SB287 Criticism #1 — Glass Towers Overnight
People are scared by the idea of tall buildings leaping up overnight near their house or in their neighborhood. Any law that offers a discontinuous leap in building heights is therefore scary. SB827 does over this sort of “jacking up” of the height restriction.
Also by jacking up the height restriction, it incentivizes developers to hit that maximum as soon as possible to enjoy the highest possible profits as soon as possible. Paris is currently had a fight about building height and jacked up their restriction and immediately buildings are jumping to be built to that new limit.
SB287 Criticism #2 — Local Control (an Effective Red Herrings)
Critics claimed incorrectly that that SB827 got rid of important “local control”, but the law left in place demolition restrictions, non-displacement provisions, and local design control for every project. What it really did was legalize 8 story buildings around transit, and leave all local controls the same. It is just scary for a lot of people to think that all the 1–3 story buildings around transit could shoot up to 8 stories over night.
Nevertheless this red herring criticism was very politically successful and galvanizing anti-growth support.
SB287 Criticism #3— A Short Term Solution
No critic pointed out that SB827 is a short term solution. What happens 30 years from now when we need 12 or 16 story buildings around transit? Do we have to have this fight all over again?
In any case, it was stopped. But Weiner will re-release a new version of the bill next year. And what will it look like?
What if there was a more gradual solution, that also was long term?
A New Solution — Mean Height Regulation
Here is the proposed working for MHR:
Any new building can be between one-half above or below the the average height of the surrounding buildings.
Support for MHR #1— More Gradual Development
Setting a flat 80 foot height restriction invites as many developers as possible to hit that maximum as soon as possible.

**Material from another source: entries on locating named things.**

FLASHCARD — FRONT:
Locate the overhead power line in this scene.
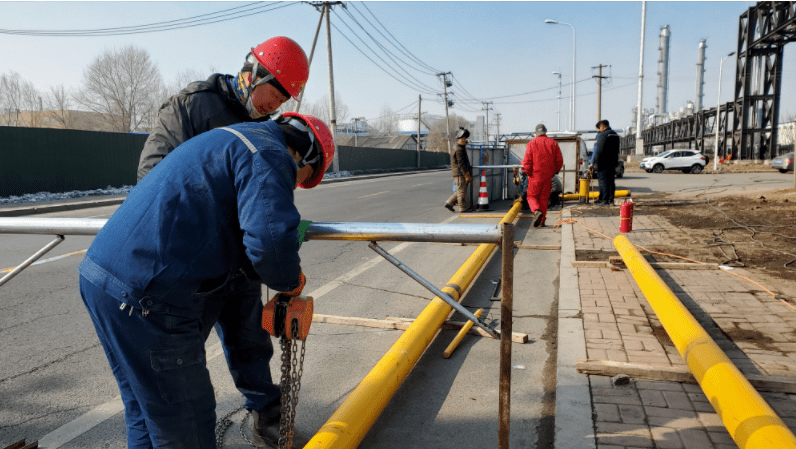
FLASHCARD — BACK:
[0,2,299,37]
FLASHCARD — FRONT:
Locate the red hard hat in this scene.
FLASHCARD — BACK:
[252,36,310,100]
[282,112,334,189]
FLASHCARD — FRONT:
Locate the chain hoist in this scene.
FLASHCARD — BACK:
[262,293,313,449]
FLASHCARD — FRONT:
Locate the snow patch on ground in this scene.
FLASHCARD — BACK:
[0,186,133,204]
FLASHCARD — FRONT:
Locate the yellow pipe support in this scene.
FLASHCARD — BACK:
[304,202,522,449]
[442,309,484,359]
[614,235,796,449]
[560,190,630,201]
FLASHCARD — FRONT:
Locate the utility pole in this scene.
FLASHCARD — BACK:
[437,72,453,154]
[310,2,345,173]
[481,101,492,145]
[592,64,611,122]
[293,5,326,112]
[417,95,423,168]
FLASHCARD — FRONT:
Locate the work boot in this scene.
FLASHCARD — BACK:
[252,407,310,449]
[533,209,542,228]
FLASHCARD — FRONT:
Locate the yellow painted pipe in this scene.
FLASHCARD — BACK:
[442,309,484,359]
[304,202,522,449]
[560,190,630,200]
[614,235,796,449]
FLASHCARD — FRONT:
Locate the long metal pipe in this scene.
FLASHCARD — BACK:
[0,217,501,243]
[614,235,796,449]
[305,202,522,449]
[0,235,64,286]
[368,242,494,338]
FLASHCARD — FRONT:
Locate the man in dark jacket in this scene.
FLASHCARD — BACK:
[138,36,309,181]
[78,113,334,449]
[589,120,619,206]
[445,128,473,213]
[131,36,309,443]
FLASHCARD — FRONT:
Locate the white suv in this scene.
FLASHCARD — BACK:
[640,150,708,174]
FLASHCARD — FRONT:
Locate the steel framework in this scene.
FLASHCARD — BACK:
[621,1,796,160]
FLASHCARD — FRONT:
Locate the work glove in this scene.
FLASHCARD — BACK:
[285,271,307,296]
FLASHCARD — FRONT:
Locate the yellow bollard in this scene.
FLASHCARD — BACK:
[614,235,796,449]
[304,201,522,449]
[580,178,590,203]
[442,309,484,359]
[560,190,630,201]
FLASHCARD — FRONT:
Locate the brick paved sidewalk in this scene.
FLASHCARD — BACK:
[573,211,796,449]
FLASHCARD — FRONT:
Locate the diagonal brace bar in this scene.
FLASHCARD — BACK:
[368,242,500,338]
[0,235,64,286]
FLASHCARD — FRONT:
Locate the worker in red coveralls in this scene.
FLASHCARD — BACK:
[522,123,564,228]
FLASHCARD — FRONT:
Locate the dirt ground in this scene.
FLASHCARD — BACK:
[578,189,796,298]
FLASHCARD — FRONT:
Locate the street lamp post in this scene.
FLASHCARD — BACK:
[553,72,561,131]
[544,19,578,131]
[713,52,735,171]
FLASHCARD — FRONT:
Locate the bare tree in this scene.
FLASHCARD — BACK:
[75,45,163,132]
[47,84,72,129]
[0,70,25,126]
[368,104,398,136]
[427,114,469,153]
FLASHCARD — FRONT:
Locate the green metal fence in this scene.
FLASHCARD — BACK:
[0,126,147,197]
[0,126,450,197]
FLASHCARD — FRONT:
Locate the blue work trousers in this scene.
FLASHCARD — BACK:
[80,276,279,449]
[596,168,616,204]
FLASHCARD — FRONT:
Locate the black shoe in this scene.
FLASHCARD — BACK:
[533,210,542,228]
[252,408,310,449]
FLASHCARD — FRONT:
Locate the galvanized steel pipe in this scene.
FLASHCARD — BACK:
[614,235,796,449]
[305,202,522,449]
[0,217,500,243]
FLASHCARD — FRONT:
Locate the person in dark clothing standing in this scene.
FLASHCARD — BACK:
[131,36,310,447]
[445,128,473,213]
[589,120,619,206]
[138,36,309,181]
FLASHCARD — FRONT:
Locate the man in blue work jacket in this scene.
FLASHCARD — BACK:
[79,113,335,449]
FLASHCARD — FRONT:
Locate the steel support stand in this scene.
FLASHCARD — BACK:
[498,223,514,449]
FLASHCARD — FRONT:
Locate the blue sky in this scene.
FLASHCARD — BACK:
[0,1,796,133]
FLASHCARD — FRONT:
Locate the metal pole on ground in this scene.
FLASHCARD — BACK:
[498,222,514,449]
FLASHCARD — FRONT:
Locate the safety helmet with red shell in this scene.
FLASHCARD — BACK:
[252,36,310,100]
[282,112,335,189]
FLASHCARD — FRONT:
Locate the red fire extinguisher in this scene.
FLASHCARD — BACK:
[619,198,633,233]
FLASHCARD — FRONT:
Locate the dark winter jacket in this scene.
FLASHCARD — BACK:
[593,128,619,171]
[78,122,301,316]
[138,73,268,181]
[451,145,473,176]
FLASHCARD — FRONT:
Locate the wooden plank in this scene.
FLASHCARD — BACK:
[516,245,561,251]
[575,359,796,393]
[572,260,719,270]
[312,313,528,343]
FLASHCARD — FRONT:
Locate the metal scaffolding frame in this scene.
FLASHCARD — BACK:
[620,1,796,160]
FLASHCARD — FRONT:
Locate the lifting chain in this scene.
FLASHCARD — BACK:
[279,320,305,449]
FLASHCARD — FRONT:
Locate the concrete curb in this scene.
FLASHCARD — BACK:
[555,209,597,449]
[0,168,450,217]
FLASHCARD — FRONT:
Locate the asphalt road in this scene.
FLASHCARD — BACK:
[0,172,560,449]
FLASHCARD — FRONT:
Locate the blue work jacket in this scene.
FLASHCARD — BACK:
[78,121,301,316]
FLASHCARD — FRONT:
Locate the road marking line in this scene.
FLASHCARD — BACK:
[39,215,458,449]
[357,190,389,200]
[0,249,88,273]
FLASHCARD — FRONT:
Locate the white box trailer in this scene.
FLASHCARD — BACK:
[506,132,589,193]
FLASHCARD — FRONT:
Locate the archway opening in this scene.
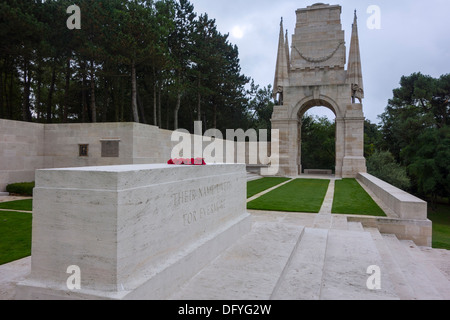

But setting a formula-driven height restriction with Mean Height Regulation will make development more gradual because some people will sell or develop their properties today, but others will wait until the mean height gets higher before selling or developing.
Support for MHR #2 — More Beautiful
MHR makes neighborhood and urban development more gradual and thoughtful and that makes it end up more beautiful and desirable.
Big glass towers that could be built anywhere might be efficient but they destroy the character of a city and the Jane Jacobs-style street life that citizens and visitors enjoy. The best cities in the world have a range of sizes of multi-use buildings next to each other. MHR supports this gradual, thoughtful, and beautiful development.
Support for MHR #3— More Consensus
MHR is a building height regulation that can build consensus between pro- and anti-growth citizens because it opens up gradually taller and taller buildings, but it removes the fear that tall buildings will “shoot up overnight” where smaller buildings were before.
Support for MHR #3 —Wider and More Long Term
The MHR policy could reasonably extend to the whole world, not just transit corridors in Californian cities. Anywhere there is more demand to live, it makes sense to allow buildings to swell to higher heights. As the buildings grow, the city can plan and deploy the development of services to those denser areas.
If we make MHR the standard for California, we won’t have to revisit the height of buildings in the future, since the formula will naturally accommodate more and less dense buildings as cities grow and shrink over time.